We, today, view these protections as a slight against democracy (which, indeed, they were). Not only do we tolerate private, self-interest. We expect it. Indeed, we promote it. We support candidates for public office not because we believe that they will promote public institutions and broaden the common wealth, but, to the contrary, precisely because we feel they will advance our own private, self-interest. Candidates who fail to make the private interests of their constituents a leading element in their stump speech, or who invite voters to promote and protect public institutions, are regularly turned out of office. Candidates are expected, instead, to show how and why their voting record in Congress has built up, expanded, and promoted the interests of private businesses and industry.

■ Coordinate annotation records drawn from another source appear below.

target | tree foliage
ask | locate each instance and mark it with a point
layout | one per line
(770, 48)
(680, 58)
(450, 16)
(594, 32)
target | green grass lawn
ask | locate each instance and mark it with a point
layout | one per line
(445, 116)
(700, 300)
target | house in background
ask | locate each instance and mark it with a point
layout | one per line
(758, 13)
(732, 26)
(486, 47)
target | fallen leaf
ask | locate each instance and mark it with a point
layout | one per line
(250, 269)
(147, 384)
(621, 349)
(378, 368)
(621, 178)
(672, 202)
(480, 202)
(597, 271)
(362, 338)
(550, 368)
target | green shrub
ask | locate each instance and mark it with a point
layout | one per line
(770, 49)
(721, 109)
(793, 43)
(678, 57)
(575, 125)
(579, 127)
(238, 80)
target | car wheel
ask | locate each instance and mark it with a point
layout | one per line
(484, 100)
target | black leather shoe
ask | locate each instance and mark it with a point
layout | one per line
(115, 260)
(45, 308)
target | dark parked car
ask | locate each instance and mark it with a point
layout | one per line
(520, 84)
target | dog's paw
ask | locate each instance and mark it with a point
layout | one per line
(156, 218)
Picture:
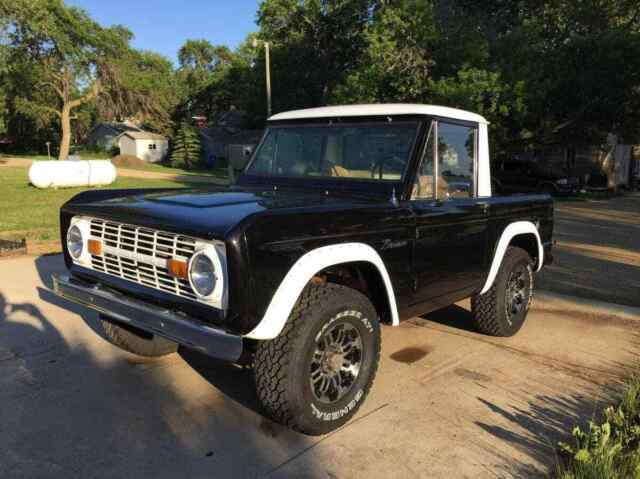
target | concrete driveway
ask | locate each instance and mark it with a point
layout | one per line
(447, 402)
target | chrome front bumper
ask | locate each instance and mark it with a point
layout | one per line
(153, 319)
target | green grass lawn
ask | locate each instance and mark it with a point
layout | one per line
(220, 172)
(161, 168)
(32, 213)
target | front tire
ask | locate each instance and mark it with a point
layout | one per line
(137, 342)
(316, 374)
(502, 310)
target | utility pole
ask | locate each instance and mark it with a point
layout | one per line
(267, 61)
(268, 71)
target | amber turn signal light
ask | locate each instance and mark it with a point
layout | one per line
(177, 268)
(95, 247)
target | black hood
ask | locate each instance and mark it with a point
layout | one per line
(207, 214)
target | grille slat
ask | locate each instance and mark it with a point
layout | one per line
(126, 242)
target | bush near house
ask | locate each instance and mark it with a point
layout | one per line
(610, 447)
(186, 150)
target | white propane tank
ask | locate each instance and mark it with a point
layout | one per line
(64, 174)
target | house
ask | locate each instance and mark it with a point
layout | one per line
(103, 135)
(145, 145)
(219, 142)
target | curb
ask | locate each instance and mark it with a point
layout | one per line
(558, 303)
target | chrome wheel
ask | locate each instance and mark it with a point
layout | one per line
(336, 362)
(516, 297)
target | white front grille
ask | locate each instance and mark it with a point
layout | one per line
(140, 255)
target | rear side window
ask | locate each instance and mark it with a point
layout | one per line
(456, 160)
(448, 166)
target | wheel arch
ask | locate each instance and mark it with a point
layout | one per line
(522, 234)
(358, 257)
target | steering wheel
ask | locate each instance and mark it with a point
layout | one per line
(379, 165)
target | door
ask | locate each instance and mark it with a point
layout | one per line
(451, 222)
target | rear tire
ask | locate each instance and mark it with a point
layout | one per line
(316, 374)
(139, 343)
(502, 310)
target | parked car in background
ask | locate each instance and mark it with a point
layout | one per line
(516, 175)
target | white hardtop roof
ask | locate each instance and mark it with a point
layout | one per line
(381, 109)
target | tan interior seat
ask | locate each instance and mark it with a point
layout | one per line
(423, 188)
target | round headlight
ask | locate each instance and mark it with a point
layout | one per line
(75, 243)
(202, 275)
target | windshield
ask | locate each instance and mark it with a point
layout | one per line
(375, 152)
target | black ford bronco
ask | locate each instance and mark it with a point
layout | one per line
(344, 218)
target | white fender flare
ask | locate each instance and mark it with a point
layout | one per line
(303, 270)
(511, 231)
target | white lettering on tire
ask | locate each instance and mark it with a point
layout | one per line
(335, 415)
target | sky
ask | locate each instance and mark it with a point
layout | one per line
(164, 25)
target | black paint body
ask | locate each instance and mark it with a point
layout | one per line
(436, 252)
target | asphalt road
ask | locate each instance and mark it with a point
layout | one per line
(447, 402)
(597, 255)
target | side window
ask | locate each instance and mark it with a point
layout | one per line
(456, 161)
(423, 185)
(263, 164)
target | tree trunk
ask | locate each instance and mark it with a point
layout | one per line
(65, 123)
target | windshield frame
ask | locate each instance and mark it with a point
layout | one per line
(329, 183)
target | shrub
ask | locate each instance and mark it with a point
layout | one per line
(610, 448)
(186, 151)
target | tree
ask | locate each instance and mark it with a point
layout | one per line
(68, 52)
(203, 67)
(315, 43)
(141, 85)
(397, 61)
(62, 60)
(186, 152)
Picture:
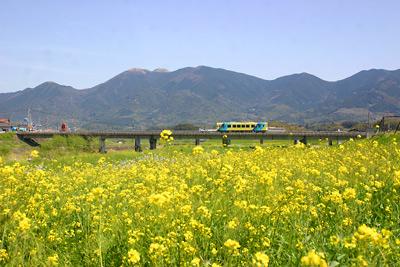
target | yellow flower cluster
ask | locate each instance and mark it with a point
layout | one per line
(314, 259)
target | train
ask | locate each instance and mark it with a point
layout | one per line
(240, 126)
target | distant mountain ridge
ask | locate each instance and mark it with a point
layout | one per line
(204, 95)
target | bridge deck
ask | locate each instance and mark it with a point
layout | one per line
(198, 134)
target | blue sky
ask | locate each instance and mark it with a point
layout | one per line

Not, of course, that ever greater public political participation is their goal. Far from it. Wherever constituents are likely to support public values and institutions, wherever voters favor public health, public education, public transportation, parks, housing, or the “general welfare,” there we can anticipate massive voter suppression campaigns. In such places, it is as though the republican ideals of our Founders were turned on their heads. Where the framers were eager to protect and promote public values and institutions, these politicians aim to suppress and destroy them. And where the delegates in Philadelphia aimed to prevent private self-interest from gaining a foothold in Congress, these household managers appear to have no other interest other than promoting the same.

The challenges today are no different than they were in 1787 or, for that matter, 350 BCE. Private enterprise is natural. Indeed, it is necessary and even good. Without it, public institutions could scarcely exist. And, yet, in the end, private enterprise, by definition, does not aim at best interests of the common wealth. As Aristotle noted two and a half millennia ago:

Of forms of government in which one rules, we call that which regards the common interests, kingship or royalty; that in which more than one, but not many, rule, aristocracy; and it is so called, either because the rulers are the best men, or because they have at heart the best interests of the state and of the citizens. But when the citizens at large administer the state for the common interest, the government is called by the generic name—a constitution.

What the framers were aiming at was a constitution, a republic. But, it is clear, they were also aiming at a form of constitution composed by “the best men,” a “more perfect Union” that had at heart “the best interests both of the state and of its citizens.”

Could such be formed by men so deeply implicated in private enterprise? For, like all things in nature, private enterprise they knew was grounded in the differences that set individuals apart from one another. It is based on the principle of despotism. Some must labor so that others need not. Those who are bound to labor as well as those by whom they are managed are locked, as it were, in despotic relationships; the managers as much dependent upon the laborers whom they manage as the laborers are dependent upon the private enterprise that pays their wages.

How can we both found a nation on labor and, nevertheless, that nation be free?